The plans are, as always promised, subject to consultation (though only for six weeks!) and much detail has still to emerge. But it is clear that the proposals will be radical and will have huge implications for both Probation Trusts and for third and private sector providers of rehabilitation services.
The plans deserve careful analysis once more detail emerges but my initial reaction – as when the plans were first trailed in November – is that there is risk in such a radical change. Some have welcomed the new Justice Secretary’s clear desire to “get on with it”, but there were good reasons for the pilot-based approach which the MoJ was previously taking. This was not so much because otherwise the government would be taking “a reckless gamble with public safety” as the Labour Party has already alleged, but because the evidence base for the effectiveness of intervention in reducing re-offending was, and remains, poor.
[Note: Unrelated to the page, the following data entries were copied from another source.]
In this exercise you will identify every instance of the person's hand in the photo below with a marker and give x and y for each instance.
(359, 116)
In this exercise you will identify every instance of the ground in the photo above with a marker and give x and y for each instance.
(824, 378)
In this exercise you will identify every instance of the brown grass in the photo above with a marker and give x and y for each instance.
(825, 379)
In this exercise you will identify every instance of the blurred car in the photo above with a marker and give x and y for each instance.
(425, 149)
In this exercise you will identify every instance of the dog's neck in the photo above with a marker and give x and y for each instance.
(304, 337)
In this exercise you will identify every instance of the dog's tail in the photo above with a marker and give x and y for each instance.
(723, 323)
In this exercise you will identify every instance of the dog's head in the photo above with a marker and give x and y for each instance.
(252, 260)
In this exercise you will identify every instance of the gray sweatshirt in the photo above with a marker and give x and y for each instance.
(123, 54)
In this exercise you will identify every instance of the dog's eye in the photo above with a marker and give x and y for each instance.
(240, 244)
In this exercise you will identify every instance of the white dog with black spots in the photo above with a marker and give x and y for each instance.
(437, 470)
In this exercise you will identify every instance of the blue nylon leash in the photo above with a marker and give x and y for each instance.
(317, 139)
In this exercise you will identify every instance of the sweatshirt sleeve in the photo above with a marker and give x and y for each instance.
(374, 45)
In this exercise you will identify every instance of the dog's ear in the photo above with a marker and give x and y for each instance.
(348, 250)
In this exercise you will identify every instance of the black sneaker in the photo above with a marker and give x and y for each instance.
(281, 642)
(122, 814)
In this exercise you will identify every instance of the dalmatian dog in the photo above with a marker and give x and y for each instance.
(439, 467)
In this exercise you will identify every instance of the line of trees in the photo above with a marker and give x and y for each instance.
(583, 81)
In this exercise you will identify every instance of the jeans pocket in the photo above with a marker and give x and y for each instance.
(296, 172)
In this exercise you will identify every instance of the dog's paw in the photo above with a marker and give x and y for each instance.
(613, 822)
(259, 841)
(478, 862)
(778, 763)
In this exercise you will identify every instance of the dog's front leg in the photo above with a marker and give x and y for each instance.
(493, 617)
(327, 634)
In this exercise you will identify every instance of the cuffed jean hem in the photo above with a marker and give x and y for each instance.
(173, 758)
Without better evidence (which the pilots aimed to capture), it may be very hard to persuade many providers – already bruised by their experience of the Work Programme – to take part.
There are also many major challenges ahead for Probation Trusts – who will need to radically reorganise, and possibly mutualise or form joint ventures so they can bid for contracts; and for the MoJ commissioning team – who need to decide how they measure success in reducing reoffending, and for example whether they use “binary” or more complex measures which take account of success in reducing the severity or frequency of offences.
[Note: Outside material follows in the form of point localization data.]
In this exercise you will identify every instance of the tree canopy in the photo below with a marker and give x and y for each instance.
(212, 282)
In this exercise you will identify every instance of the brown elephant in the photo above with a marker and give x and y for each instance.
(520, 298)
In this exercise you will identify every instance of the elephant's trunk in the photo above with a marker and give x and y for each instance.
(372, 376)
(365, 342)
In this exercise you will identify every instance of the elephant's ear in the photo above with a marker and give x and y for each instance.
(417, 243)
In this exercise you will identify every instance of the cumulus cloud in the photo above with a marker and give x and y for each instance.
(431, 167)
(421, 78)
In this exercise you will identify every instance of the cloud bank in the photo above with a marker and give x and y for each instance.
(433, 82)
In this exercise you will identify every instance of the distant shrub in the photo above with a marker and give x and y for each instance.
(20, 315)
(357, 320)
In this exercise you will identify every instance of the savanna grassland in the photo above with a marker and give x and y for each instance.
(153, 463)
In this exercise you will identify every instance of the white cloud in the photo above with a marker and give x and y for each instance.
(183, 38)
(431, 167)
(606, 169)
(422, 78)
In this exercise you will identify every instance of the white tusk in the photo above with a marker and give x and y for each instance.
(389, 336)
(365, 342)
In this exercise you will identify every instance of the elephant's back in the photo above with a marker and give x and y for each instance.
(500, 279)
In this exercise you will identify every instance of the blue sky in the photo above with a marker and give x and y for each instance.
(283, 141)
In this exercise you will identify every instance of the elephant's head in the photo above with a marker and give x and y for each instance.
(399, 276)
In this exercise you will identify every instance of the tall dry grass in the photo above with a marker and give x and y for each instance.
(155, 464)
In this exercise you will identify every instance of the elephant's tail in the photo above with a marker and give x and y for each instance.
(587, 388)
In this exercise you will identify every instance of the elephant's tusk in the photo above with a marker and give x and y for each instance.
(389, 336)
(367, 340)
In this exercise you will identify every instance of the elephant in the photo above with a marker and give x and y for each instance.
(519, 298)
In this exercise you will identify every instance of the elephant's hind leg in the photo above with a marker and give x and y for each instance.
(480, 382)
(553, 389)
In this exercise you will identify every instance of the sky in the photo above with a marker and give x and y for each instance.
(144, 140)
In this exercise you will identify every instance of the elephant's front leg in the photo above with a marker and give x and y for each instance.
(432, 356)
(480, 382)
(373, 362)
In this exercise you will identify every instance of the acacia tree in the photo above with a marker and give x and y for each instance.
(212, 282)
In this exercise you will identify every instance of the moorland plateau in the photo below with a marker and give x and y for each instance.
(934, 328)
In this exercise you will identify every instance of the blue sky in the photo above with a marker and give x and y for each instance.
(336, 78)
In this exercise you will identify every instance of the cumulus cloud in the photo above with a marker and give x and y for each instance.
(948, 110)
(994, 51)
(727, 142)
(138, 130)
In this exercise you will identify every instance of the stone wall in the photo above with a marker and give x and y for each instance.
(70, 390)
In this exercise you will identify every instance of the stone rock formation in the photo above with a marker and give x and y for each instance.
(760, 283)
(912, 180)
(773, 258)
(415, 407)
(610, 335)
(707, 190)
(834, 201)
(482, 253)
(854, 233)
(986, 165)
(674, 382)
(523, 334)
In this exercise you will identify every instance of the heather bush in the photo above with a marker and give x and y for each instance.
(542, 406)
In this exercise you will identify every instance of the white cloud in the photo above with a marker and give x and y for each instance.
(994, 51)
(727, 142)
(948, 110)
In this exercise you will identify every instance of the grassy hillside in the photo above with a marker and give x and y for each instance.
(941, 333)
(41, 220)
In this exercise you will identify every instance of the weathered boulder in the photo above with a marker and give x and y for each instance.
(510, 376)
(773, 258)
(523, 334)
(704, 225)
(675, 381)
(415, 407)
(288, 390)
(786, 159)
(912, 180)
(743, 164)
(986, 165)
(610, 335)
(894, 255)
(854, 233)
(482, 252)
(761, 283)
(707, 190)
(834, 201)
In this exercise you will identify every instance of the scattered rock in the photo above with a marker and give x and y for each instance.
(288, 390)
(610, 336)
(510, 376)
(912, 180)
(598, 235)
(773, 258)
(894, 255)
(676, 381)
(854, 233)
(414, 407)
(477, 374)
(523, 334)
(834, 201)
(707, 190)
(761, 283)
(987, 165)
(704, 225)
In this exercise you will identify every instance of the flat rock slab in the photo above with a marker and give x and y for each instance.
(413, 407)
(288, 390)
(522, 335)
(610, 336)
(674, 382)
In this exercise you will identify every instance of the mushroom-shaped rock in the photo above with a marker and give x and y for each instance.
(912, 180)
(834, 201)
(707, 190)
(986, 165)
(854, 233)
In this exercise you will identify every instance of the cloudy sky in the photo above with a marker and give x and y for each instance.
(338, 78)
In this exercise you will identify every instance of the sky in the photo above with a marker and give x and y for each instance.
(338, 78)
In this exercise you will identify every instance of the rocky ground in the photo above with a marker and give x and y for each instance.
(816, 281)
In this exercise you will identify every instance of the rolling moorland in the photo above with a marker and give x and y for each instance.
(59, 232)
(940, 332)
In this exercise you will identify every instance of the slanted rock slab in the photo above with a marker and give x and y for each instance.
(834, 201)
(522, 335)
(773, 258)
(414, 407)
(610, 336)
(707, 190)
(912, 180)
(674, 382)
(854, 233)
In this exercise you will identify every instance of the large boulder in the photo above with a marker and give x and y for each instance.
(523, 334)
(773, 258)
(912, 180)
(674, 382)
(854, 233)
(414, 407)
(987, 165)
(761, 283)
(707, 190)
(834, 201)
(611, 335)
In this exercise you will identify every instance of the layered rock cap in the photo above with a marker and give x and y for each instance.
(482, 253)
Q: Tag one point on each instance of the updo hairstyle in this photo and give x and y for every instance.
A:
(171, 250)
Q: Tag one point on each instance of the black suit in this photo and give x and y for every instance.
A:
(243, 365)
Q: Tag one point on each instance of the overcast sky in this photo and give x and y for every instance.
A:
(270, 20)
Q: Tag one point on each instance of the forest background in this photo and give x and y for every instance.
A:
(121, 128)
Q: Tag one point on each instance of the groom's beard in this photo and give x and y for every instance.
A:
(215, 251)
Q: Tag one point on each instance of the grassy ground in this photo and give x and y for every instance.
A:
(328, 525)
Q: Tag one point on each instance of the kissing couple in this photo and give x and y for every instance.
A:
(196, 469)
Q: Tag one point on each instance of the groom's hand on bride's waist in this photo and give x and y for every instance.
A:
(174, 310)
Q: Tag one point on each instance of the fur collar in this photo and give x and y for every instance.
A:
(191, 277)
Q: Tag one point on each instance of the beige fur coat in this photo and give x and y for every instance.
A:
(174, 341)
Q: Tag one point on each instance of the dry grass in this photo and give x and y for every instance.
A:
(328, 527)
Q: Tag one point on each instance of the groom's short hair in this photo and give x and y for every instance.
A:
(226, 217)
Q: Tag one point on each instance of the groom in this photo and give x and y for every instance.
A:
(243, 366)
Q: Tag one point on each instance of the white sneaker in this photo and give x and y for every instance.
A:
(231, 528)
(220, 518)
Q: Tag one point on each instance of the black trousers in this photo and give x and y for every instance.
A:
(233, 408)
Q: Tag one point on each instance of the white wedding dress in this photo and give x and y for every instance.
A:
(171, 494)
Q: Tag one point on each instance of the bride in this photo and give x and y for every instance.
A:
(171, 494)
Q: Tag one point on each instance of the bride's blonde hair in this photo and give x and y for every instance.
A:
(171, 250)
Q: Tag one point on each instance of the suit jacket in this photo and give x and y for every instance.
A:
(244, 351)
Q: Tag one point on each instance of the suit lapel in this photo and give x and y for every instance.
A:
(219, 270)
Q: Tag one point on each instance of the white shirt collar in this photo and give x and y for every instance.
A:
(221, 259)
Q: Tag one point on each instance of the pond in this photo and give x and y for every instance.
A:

It’s going to be an interesting few weeks and then many months in the Justice sector!
- November 28, 2012
On November 23rd the Cabinet Office launched two initiatives designed to stimulate the market in social impact bonds (SIBs) and similar payment by results (PBR) schemes: the Centre for Social Impact Bonds (an online resource for those considering how to do this stuff); and the Social Outcomes Fund – which may be of more interest to commissioners and others since it involves government putting up some money to stimulate the market in SIBs.
We played a small part in the development of the Social Outcomes Fund, since it was one of the recommendations made in the report we co-authored with the Cabinet Office (in a previous life) on the feasibility of applying SIBs/PBR to troubled families. The principle of a SIB is that interventions to solve a social problem are funded from future savings to the commissioner and others. One of our findings was that it is difficult to persuade those who benefit from a successful SIB or PBR scheme and are not the main commissioner to make a contribution.
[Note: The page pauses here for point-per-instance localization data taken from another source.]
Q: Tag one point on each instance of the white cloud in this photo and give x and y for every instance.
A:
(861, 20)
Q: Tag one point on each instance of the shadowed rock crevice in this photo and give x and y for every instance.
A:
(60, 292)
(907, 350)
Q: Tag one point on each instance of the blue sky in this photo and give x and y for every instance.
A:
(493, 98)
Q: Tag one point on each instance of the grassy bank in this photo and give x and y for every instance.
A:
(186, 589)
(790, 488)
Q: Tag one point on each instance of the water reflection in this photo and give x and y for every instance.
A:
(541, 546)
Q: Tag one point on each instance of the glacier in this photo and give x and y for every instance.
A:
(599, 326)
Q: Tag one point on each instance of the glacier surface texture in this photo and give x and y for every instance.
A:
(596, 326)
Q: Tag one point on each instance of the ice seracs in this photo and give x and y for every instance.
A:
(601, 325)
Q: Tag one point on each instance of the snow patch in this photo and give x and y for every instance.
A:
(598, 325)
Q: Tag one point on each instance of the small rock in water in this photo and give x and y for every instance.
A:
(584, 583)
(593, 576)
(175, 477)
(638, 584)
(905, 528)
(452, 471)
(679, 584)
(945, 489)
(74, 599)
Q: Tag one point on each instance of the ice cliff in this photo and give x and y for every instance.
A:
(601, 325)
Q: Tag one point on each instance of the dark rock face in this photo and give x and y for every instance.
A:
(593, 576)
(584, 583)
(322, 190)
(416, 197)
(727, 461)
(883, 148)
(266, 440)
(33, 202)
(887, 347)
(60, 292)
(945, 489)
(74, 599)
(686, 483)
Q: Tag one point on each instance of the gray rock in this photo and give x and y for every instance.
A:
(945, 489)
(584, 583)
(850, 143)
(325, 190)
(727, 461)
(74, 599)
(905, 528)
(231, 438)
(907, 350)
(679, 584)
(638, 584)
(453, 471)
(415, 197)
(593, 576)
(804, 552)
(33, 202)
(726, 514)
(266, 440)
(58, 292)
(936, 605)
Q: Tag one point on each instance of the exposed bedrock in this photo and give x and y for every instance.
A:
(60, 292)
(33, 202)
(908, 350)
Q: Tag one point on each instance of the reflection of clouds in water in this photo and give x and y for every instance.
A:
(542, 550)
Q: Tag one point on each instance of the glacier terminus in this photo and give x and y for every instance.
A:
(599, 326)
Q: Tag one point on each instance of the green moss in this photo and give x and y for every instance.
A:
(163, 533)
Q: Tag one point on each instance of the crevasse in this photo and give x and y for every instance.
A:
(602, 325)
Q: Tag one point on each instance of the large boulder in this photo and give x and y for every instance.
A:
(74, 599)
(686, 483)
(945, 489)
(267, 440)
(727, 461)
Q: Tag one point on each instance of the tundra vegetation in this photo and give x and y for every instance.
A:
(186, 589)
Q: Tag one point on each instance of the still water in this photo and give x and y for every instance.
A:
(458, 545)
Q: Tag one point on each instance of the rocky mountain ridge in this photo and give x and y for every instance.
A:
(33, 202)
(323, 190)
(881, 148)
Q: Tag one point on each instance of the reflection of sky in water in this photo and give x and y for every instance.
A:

This was also the experience of Essex County Council when trying to get contributions to its SIB aimed at keeping older children out of care or custody (the launch of which, along with another SIB aimed at homeless rough sleepers in London, was also announced at the same event)
So the purpose of the fund – as made clear by Ministers at the launch event – is to enable those wanting to set up a SIB to apply for the fund if they cannot get contributions direct from other bodies. The Cabinet Office also hope that the Fund will help grow the market for SIBs and similar schemes – which have been slower to take off than many hoped Other sources of funding are starting to emerge which have similar aims – such as the impending Results Fund being set up by Big Society Capital.
In our view (we could hardly say otherwise) the Social Outcomes Fund is undoubtedly a good thing. The developing debate is whether SIBs and similar schemes will ever get to the sort of scale where they can make a real difference to social outcomes and – by extension – start to really impact on the costs of social problems. The general view at the launch from all sides (investors, commissioners and policy makers) seemed to be that things have moved on a good deal over the past couple of years, but there is still a way to go.